— Правда. Энгельс не раз спасал его семью чуть ли не от голодной смерти.
— Откуда вам известны такие подробности, мисс Буль? — поинтересовался Плеханов.
Девушка взглянула на него.
— Знакомая рассказывала, Шарлотта Вильсон. Она социалистка, Сергей Михайлович ее знает.
— Кого только он не знает! — полушутя проговорил Плеханов. — За эти дни, Лилли, я убедился, что наш друг пользуется в Лондоне неограниченной популярностью.
— Не делая, однако, ради этого и малейшего усилия, — заметил Степняк. — Просто кокни, то есть настоящие лондонцы, любят сенсации. Одной из них был мой приезд. Приезд, как они пишут, «апостола нигилизма». Члены парламента, предприниматели, коммерсанты стремятся завязать со мной отношения. Не понимаю только, зачем им это.
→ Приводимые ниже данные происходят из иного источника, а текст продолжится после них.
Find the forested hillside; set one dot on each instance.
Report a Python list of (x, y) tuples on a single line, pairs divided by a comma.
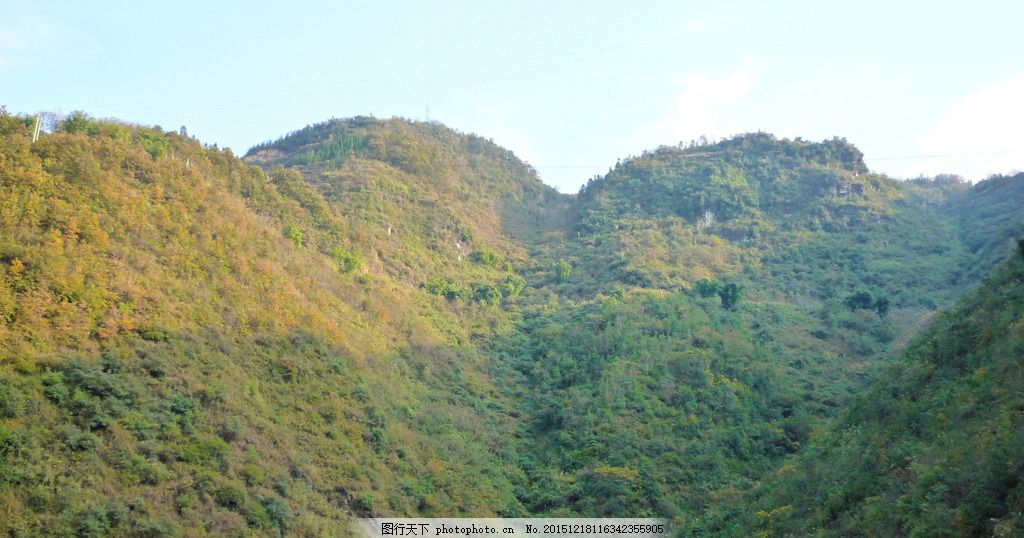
[(385, 317), (934, 448)]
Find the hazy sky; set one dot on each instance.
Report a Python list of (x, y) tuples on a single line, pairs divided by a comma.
[(921, 87)]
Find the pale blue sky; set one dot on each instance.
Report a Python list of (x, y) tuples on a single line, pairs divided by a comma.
[(921, 87)]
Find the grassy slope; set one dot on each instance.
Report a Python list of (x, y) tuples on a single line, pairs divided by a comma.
[(932, 449), (175, 357), (193, 344)]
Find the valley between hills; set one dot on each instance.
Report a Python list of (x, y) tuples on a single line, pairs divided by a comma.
[(366, 317)]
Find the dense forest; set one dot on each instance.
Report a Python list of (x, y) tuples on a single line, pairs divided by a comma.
[(378, 317)]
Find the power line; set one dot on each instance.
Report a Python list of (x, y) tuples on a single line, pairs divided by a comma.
[(939, 156)]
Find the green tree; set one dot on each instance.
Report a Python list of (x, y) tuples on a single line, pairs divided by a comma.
[(513, 285), (562, 271), (485, 256), (347, 261), (882, 306), (707, 287), (730, 293), (293, 234), (486, 293), (858, 300)]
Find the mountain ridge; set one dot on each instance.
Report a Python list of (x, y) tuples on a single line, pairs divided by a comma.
[(392, 318)]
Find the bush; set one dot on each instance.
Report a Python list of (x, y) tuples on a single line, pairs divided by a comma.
[(347, 261), (486, 294), (230, 496), (487, 257), (707, 287)]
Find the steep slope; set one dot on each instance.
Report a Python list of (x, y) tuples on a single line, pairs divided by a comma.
[(647, 387), (190, 344), (933, 449), (446, 194), (386, 317)]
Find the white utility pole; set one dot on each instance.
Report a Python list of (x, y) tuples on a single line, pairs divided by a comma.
[(39, 123)]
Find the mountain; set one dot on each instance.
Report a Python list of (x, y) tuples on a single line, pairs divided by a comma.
[(384, 317), (933, 448), (192, 344)]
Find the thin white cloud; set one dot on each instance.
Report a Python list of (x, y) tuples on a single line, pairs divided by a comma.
[(982, 132), (705, 106)]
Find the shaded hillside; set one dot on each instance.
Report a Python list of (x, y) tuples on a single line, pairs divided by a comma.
[(189, 344), (390, 318), (431, 187), (932, 449), (651, 388)]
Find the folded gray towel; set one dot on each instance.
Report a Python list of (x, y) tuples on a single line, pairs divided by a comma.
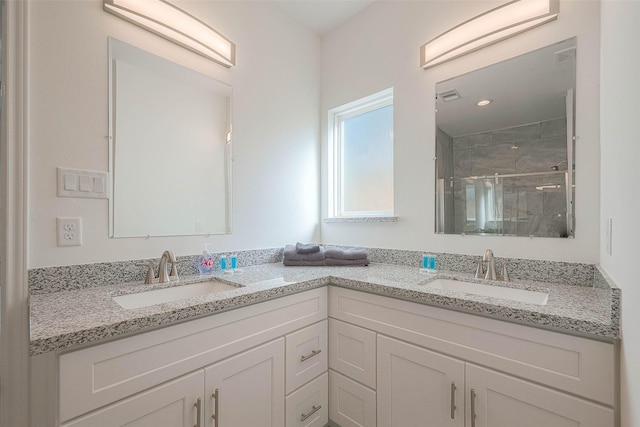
[(307, 263), (340, 262), (351, 253), (302, 248), (291, 254)]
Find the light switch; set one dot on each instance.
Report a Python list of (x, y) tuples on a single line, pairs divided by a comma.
[(98, 184), (69, 182), (85, 183)]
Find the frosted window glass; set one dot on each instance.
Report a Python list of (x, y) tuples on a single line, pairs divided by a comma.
[(367, 162)]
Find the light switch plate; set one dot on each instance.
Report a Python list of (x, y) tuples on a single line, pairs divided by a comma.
[(69, 231), (81, 183), (609, 236)]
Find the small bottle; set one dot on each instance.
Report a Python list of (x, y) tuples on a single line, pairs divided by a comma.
[(432, 263), (428, 263), (206, 264)]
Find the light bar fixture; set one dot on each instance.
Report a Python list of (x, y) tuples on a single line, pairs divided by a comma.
[(176, 25), (497, 24)]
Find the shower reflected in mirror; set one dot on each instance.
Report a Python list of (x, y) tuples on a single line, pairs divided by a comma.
[(506, 166)]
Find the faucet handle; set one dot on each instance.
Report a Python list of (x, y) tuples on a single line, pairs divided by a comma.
[(480, 270), (505, 273), (150, 277)]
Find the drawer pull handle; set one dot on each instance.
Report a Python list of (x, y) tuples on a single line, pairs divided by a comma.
[(314, 409), (214, 416), (473, 408), (453, 400), (309, 356), (198, 406)]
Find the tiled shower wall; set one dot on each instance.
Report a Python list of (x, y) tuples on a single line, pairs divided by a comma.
[(530, 206)]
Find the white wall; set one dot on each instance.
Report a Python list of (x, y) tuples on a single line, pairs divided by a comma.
[(379, 48), (276, 98), (620, 153)]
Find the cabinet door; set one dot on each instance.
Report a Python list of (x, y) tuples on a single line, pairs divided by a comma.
[(352, 352), (417, 387), (247, 389), (350, 403), (176, 403), (499, 400), (306, 354)]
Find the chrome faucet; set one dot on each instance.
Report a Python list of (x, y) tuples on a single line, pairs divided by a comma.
[(490, 272), (163, 274), (491, 266)]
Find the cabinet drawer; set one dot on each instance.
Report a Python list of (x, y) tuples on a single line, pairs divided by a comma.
[(350, 404), (99, 375), (578, 365), (352, 352), (306, 355), (309, 405)]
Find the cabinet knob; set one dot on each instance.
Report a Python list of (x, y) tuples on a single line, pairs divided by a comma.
[(215, 396), (198, 406), (309, 356), (453, 400), (473, 408)]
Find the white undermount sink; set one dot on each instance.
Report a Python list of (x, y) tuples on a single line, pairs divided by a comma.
[(174, 293), (513, 294)]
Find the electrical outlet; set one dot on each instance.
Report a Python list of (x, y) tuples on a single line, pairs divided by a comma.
[(69, 231)]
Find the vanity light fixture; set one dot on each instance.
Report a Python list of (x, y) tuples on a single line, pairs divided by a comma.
[(176, 25), (509, 19)]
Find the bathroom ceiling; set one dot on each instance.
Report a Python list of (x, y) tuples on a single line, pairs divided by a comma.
[(322, 16)]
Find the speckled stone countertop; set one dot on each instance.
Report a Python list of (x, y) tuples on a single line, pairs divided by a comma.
[(65, 319)]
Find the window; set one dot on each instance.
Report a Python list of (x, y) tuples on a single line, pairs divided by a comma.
[(361, 157)]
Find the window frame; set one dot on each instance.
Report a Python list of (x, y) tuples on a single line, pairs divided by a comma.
[(337, 116)]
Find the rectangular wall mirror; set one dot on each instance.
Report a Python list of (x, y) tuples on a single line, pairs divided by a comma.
[(507, 167), (170, 147)]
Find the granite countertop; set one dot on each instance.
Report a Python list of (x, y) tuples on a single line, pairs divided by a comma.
[(65, 319)]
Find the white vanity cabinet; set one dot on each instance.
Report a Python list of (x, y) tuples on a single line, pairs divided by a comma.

— Все для той же сенсации, — сказал Плеханов. — Представьте себе рядом двух людей, предположим, лорда Гаррисона и нигилиста Степняка. Занимательно?
— Конечно.
— Первые год-два, — добавила Фанни Марковна, — у Сергея отбоя не было от этих приглашений. Что ни день, то открытка или письмо...
— И что же, везде успевали, Сергей? — спросил Плеханов.
— Когда как. Слава, как женщина, требует внимания.
...Разговаривая, непринужденно переходя от одной темы к другой, проблуждали до самого вечера. Головы гудели от впечатлений, мыслей, ощущений.
В один из дней они все же собрались — эмигранты из далекой и такой близкой отчизны. Среди них не было многих, шедших когда-то рядом, не было тех, кому более всего хотелось бы сейчас крепко пожать руки. Кто отошел навсегда, кто еще существовал — на каторге, в казематах...
Когда-то, на заре своей тревожной юности, они мечтали перестроить мир, избавить его от нищеты и гнета и отдавали во имя этого весь жар своих сердец, знания и таланты: рискуя жизнью, они бесстрашно бросились на штурм деспотизма, терпели неудачи, несли потери, но никогда не раскаивались.
Переделать мир им не удалось, их судьбой стала эмиграция. Однако и здесь, за чужими горами, реками и морями, они не утратят надежды.
— Сколько же времени мы не виделись? — задумчиво спросил Плеханов, оглядывая немногочисленных друзей. — С вами, — обратился к Чайковскому, — лет, вероятно, пятнадцать, а с вами, Петр Алекесевич, хотя и поменьше, но все же очень давно.
— Давно, — проговорил Кропоткин.
Фанни Марковна подавала чай.
— Давно, Жорж, — повторил Кропоткин. — Кажется, прошла вечность.